If your web application writes its own logs, those files need rotation too. PHP applications might write to a file defined in php.ini or a custom location. Node.js applications often write to pm2 logs or custom log files. Check where your application writes logs and add appropriate logrotate rules.

Automating and Testing Logrotate

Logrotate runs automatically from /etc/cron.daily/logrotate on most systems. You do not need to trigger it manually in normal operation, but knowing how to test your configuration is valuable.

To test a configuration without actually rotating files, use the debug flag:

logrotate -d /etc/logrotate.d/nginx

The -d flag shows what logrotate would do without making any changes. This lets you verify your directives are parsed correctly and see which files would be rotated.

To force rotation outside the normal schedule for testing:

logrotate -f /etc/logrotate.d/nginx

The -f flag forces rotation regardless of the schedule. Use this only for testing, not in production unless you have a specific reason.

Monitoring Log File Growth

Configuration alone is not enough. You need to monitor disk usage to catch problems early. Setting up basic monitoring helps you spot when logs are growing faster than expected or when rotation is not working correctly.

Regular monitoring also helps you tune your rotation settings over time.

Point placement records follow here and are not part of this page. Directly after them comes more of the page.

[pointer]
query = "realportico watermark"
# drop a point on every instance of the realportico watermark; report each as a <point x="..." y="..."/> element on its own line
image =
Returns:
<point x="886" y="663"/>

A server that starts with moderate traffic might grow significantly, requiring more frequent rotation or shorter retention periods.

For practical guidance on setting up server monitoring, see my article on Linux server monitoring with htop and Netdata. That guide covers how to track disk usage and resource consumption alongside other server health metrics.

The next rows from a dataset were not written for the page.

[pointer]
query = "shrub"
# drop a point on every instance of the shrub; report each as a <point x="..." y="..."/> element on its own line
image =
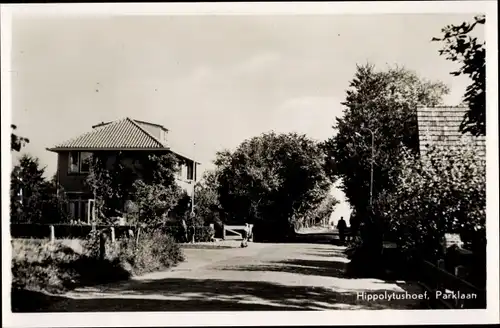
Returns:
<point x="38" y="265"/>
<point x="202" y="233"/>
<point x="155" y="250"/>
<point x="445" y="191"/>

When Logs Indicate a Problem

Large or growing log files are not just a storage issue. They often signal something worth investigating. An access log that suddenly doubles in size might indicate unexpected traffic, a misconfigured application, or an attempted attack. An error log that grows rapidly often points to application bugs, configuration problems, or service degradation.

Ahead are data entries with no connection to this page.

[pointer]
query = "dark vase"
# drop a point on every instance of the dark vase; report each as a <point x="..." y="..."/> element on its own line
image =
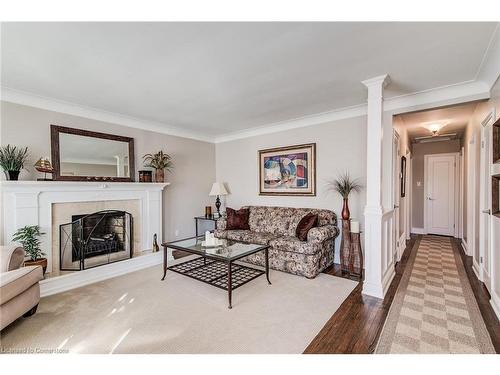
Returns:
<point x="13" y="175"/>
<point x="345" y="210"/>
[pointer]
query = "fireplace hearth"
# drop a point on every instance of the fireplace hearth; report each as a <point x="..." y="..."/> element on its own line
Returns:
<point x="95" y="239"/>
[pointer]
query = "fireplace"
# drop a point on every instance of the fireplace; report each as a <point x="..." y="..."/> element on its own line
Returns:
<point x="95" y="239"/>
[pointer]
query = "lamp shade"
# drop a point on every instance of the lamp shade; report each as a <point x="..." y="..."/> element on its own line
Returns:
<point x="218" y="188"/>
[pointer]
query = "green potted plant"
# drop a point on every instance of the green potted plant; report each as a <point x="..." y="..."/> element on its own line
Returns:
<point x="12" y="160"/>
<point x="160" y="162"/>
<point x="29" y="237"/>
<point x="344" y="185"/>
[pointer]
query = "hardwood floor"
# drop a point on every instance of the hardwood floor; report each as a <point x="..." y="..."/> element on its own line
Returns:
<point x="356" y="325"/>
<point x="482" y="298"/>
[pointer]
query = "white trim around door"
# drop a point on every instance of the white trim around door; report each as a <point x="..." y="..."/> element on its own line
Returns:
<point x="433" y="199"/>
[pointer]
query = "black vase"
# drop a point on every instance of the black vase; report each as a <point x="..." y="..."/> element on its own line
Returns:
<point x="13" y="175"/>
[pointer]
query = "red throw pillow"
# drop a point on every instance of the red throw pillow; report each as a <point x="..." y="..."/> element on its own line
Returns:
<point x="237" y="219"/>
<point x="305" y="224"/>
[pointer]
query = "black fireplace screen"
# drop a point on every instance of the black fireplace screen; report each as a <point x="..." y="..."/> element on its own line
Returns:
<point x="95" y="239"/>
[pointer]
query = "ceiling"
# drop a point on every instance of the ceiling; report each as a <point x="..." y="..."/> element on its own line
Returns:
<point x="453" y="120"/>
<point x="218" y="78"/>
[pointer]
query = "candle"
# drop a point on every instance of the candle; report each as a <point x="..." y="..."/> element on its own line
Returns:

Reviewing logs regularly, even briefly, helps you catch issues before they become serious. Log rotation makes this practical by keeping files at a manageable size and retaining enough history to spot patterns.

Backup Considerations for Log Files

Rotated log files contain valuable information that might be needed for debugging or compliance. When planning backups, include rotated logs in your strategy. Compressed logs are smaller and back up efficiently, but they do need to be retained long enough to be useful.

Consider what information you actually need from logs. Access logs are useful for traffic analysis and debugging. Error logs help diagnose problems. Application logs might contain sensitive data that requires careful handling under data protection rules. Only keep logs as long as you genuinely need them, and make sure your retention policy complies with any regulations that apply to your situation.

Related practical reading

These related guides can help you connect this topic with the wider website, server, security, and support decisions around it.

• GraphQL in PHP vs REST: When GraphQL Is the Better Choice - useful background for related development decisions

Keeping Your Server Healthy with Proper Log Management

Log rotation is one of those maintenance tasks that is easy to overlook until it causes problems. Setting up sensible rotation policies, testing your configuration, and monitoring disk usage keeps your server running smoothly and makes debugging much easier when issues arise.

Most Linux servers already have logrotate installed and configured for standard services. Reviewing those defaults and adjusting them to match your traffic patterns and storage capacity is a straightforward step that pays off over time.

If you are unsure whether your current setup is configured correctly, or if you have inherited a server without documentation of its log management approach, a quick review of your logrotate configuration and disk usage can reveal whether adjustments are needed.